When loneliness comes stalking, go into 

the fields, consider

the orderliness of the world.  Notice

something you have never noticed before,

like the tambourine sound of the snow-

cricket

whose pale green body is no longer than

your thumb.

Stare hard at the hummingbird, in the 

summer rain,

shaking the water-sparks from its wings.

Let grief be your sister, she will wither or

not.

Rise up from the stump of sorrow, and be

green also, 

like the diligent leaves.

A lifetime isn’t long enough for the beauty

of this world

and the responsibilities of your life.

Scatter your flowers over the graves, and

walk away.

Be good-natured and untidy in your

exuberance.

In the glare of your mind, be modest.

And beholden to what is tactile, and

thrilling.

Live with the beetle, and the wind.

Sing:  “I Love the Mountains,” a camp song.
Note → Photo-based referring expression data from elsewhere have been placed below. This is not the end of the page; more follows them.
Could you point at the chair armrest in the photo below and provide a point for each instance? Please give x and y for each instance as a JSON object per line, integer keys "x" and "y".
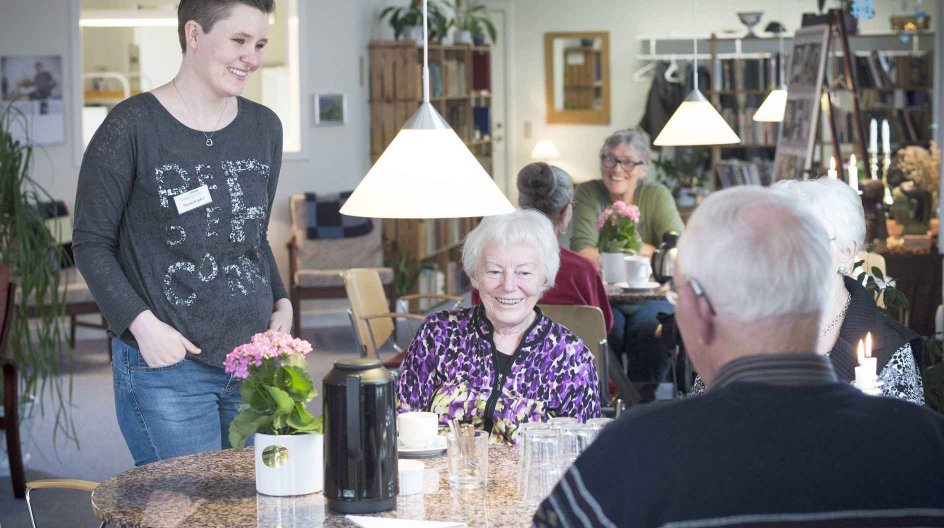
{"x": 82, "y": 485}
{"x": 415, "y": 296}
{"x": 399, "y": 315}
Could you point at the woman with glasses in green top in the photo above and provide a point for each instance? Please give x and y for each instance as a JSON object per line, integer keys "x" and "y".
{"x": 625, "y": 159}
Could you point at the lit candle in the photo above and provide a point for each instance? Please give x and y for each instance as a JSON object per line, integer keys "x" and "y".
{"x": 831, "y": 173}
{"x": 853, "y": 173}
{"x": 886, "y": 139}
{"x": 868, "y": 365}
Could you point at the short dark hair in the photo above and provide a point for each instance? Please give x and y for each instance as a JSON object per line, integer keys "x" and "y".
{"x": 208, "y": 12}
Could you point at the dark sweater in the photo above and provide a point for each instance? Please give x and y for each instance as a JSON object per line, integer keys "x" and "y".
{"x": 760, "y": 449}
{"x": 208, "y": 272}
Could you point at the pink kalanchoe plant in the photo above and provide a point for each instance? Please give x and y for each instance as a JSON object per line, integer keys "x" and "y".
{"x": 617, "y": 225}
{"x": 275, "y": 387}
I love the flowers, I love the daffodils.

I love the mountains, I love the rolling hills.

I love the firelight, when all the light is low.

Chorus:

Boom dee ah dah, boom dee ah dah,

Boom dee ah dah, boom dee ah dah


Living together under skies above. 

I love the pathways that my feet have trod.

I want to live and love for all these things, 

These wonderful things, oh

Chorus

Final Words: 

“May your trails be crooked, winding, lonesome, dangerous, leading to the most amazing view.  May your mountains rise into and above the clouds.”        —Edward Abbey

Silence

Jubilate, jubilate, jubilate, amen.Jubilate, jubilate, jubilate, amen.